Beroep tegen vastgestelde WOZ-waarde van een woning

In deze zaak heeft de Rechtbank Midden-Nederland op 15 juni 2020 uitspraak gedaan in een geschil over de vastgestelde WOZ-waarde van een woning. Eiser, de eigenaar van de woning gelegen aan [adres 1] te [woonplaats], had beroep ingesteld tegen de beschikking van de heffingsambtenaar van de Belastingsamenwerking gemeenten & hoogheemraadschap [gemeente], die op 28 februari 2019 de WOZ-waarde voor het belastingjaar 2019 had vastgesteld op € 431.000,- met als waardepeildatum 1 januari 2018. Eiser was van mening dat de waarde te hoog was en stelde een lagere waarde van € 400.000,- voor. De rechtbank heeft vastgesteld dat de heffingsambtenaar met een taxatiematrix aannemelijk heeft gemaakt dat de vastgestelde waarde niet te hoog is. De rechtbank overwoog dat de waarde in het economisch verkeer de prijs is die bij verkoop zou zijn betaald, en dat de heffingsambtenaar de bewijslast had om dit te onderbouwen. De rechtbank concludeerde dat de heffingsambtenaar voldoende rekening had gehouden met de verschillen tussen de referentiewoningen en de woning van eiser. De rechtbank verklaarde het beroep ongegrond en er was geen aanleiding voor een proceskostenveroordeling.
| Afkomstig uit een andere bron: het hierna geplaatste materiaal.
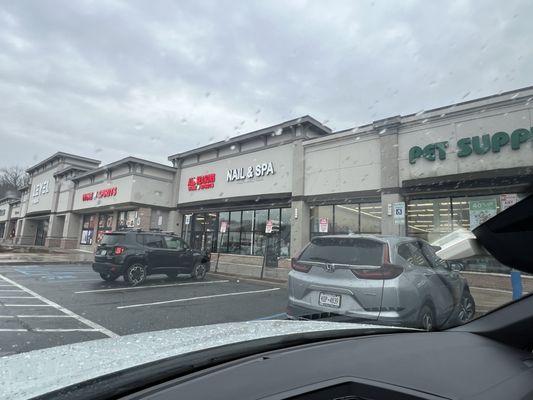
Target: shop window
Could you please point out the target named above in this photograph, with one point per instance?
(324, 214)
(347, 218)
(370, 217)
(247, 226)
(261, 218)
(285, 232)
(105, 224)
(87, 230)
(155, 241)
(429, 219)
(223, 224)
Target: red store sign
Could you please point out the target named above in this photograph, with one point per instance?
(201, 182)
(100, 194)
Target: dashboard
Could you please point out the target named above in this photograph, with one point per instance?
(437, 365)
De uitspraak is niet in een openbare zitting gedaan vanwege de coronamaatregelen, maar zal alsnog openbaar worden uitgesproken zodra dat weer mogelijk is.

Uitspraak

RECHTBANK MIDDEN-NEDERLAND

Zittingsplaats Utrecht
Bestuursrecht
zaaknummer: UTR 19/3754

uitspraak van de enkelvoudige kamer van 15 juni 2020 in de zaak tussen

[eiser] uit [woonplaats] , eiser

(gemachtigde F.H.J. van der Plas)
en
de heffingsambtenaar van de Belastingsamenwerking gemeenten & hoogheemraadschap [gemeente], verweerder.

Procesverloop

In de beschikking van 28 februari 2019 heeft verweerder op grond van de Wet waardering onroerende zaken (Wet WOZ) de waarde van de onroerende zaak aan de [adres 1] te [woonplaats] (de woning), voor het belastingjaar 2019 vastgesteld op € 431.000,- naar de waardepeildatum 1 januari 2018. Verweerder heeft bij deze beschikking aan eiser als eigenaar van de woning ook een aanslag onroerendezaakbelastingen en watersysteemheffing opgelegd, waarbij deze waarde als heffingsmaatstaf is gehanteerd.
In de uitspraak op bezwaar van 30 augustus 2019 heeft verweerder het bezwaar van eiser ongegrond verklaard.
Eiser heeft tegen de uitspraak op bezwaar beroep ingesteld.
Verweerder heeft een verweerschrift en een taxatiematrix ingediend.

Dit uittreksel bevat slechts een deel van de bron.